那是一种混合了同情、嘲弄和“果然如此”的复杂神色。
“女主播啊……”赵大同拖长了音调,重新点了一根烟,
“这年头,榜一大哥不好当。刷了多少?几十万?想奔现被拒了?还是发现女神其实是个掏出来比你还大的抠脚大汉?”
这种单子他接多了,多半是人傻钱多的主儿被骗了感情又骗钱,想找回场子。
郝晓剑没解释,从兜里摸出一张折好的A4纸,推过去。
“方雪莉,ID‘雪梨’。两件事。”
郝晓剑竖起一根手指:“第一,我要她全部资料。
包括但不限于真实住址、感情经历、家庭背景,以及——”他顿了顿,嘴角微微上扬,“有没有什么见不得光的债主或者‘干爹’。”
“第二,我要见她。私下见面,不是那种粉丝见面会。”
赵大同拿起纸扫了一眼,嗤笑一声,把纸扔回桌上:
“兄弟,查资料好说,这是咱老本行。但约人这就有点扯淡了。这种大主播,眼皮子都在天上,那是你想见就能见的?我要是有这本事,我还在这儿跟你斗地主?”
他摆摆手,一副送客的架势:“出门左转有家婚介所,那边业务对口。”
郝晓剑没动。
他拉开手包的拉链,从里面拿出五沓还封着银行封条的百元大钞,轻轻拍在桌上那堆外卖盒旁边。
“啪。”
声音不大,但在赵大同耳朵里,比炸弹还响。
赵大同刚叼在嘴里的烟掉了下来,火星子烫在裤裆上,他手忙脚乱地拍打着,眼睛却死死黏在那五万块钱上,拔都拔不出来。
“五万,定金。”
郝晓剑看着他,语气依然不急不缓,像是在谈论晚饭吃什么,“事成之后,再给二十万。”
赵大同喉结剧烈滚动了一下。
他在这一片混了几十年,为了几千块钱都要跟人磨半天嘴皮子,什么时候见过这种拿钱不当钱的主?
“这……”赵大同咽了口唾沫,手不自觉地伸向那堆钱,指尖触碰到封条的瞬间,那真实的质感让他浑身一激灵。
“而且,”郝晓剑身体前倾,双手撑在桌沿,那种斯文温和的气场瞬间变得压迫感十足,
“我这人麻烦事多,以后这种活儿少不了。你要是觉得烫手,江东市也不是只有你一家侦探社。

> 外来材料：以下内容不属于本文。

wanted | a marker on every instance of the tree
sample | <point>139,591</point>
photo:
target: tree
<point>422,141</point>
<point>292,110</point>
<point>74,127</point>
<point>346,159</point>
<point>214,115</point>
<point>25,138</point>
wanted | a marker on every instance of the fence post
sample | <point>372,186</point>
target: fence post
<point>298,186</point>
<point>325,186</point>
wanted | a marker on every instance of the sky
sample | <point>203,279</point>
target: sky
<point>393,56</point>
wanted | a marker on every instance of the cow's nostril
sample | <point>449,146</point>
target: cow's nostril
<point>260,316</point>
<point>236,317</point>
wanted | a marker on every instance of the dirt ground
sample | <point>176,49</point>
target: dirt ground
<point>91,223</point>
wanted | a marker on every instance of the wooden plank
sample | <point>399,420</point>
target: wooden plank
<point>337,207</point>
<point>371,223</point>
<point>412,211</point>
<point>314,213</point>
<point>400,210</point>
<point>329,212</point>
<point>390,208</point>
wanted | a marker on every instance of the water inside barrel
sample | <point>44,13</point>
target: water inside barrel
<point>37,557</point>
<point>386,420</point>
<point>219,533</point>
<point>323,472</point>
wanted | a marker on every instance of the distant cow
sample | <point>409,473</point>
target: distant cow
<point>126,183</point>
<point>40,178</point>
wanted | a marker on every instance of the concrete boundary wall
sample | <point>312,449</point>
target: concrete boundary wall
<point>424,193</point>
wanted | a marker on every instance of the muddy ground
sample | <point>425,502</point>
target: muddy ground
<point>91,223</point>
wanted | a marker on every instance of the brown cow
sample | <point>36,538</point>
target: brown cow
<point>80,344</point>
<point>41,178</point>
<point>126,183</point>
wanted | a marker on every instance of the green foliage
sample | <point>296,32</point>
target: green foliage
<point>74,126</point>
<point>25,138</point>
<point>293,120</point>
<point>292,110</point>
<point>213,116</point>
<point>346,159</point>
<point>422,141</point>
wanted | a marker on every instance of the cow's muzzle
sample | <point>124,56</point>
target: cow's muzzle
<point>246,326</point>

”
“接!谁说不接!”
赵大同猛地站起来,动作太大概翻了手边的茶杯,褐色的茶渍流了一桌子他也顾不上擦。
他一把按住那五万块钱,脸上哪还有半点刚才的敷衍和市侩,笑得脸上的褶子都开了花。
“郝先生是吧?您真是找对人了!不是我赵大同吹,这江东地面上,就没有我撬不开的嘴,也没有我约不到的人!别说是个女主播,就是电视台的一姐,只要钱到位,我也能给您把人请到饭桌上来!”
郝晓剑直起身,抽出一张纸巾擦了擦手:“三天。”
“没问题!就三天!”
赵大同把胸脯拍得震天响,
“三天后我要是给不出信儿,这钱我双倍退您!”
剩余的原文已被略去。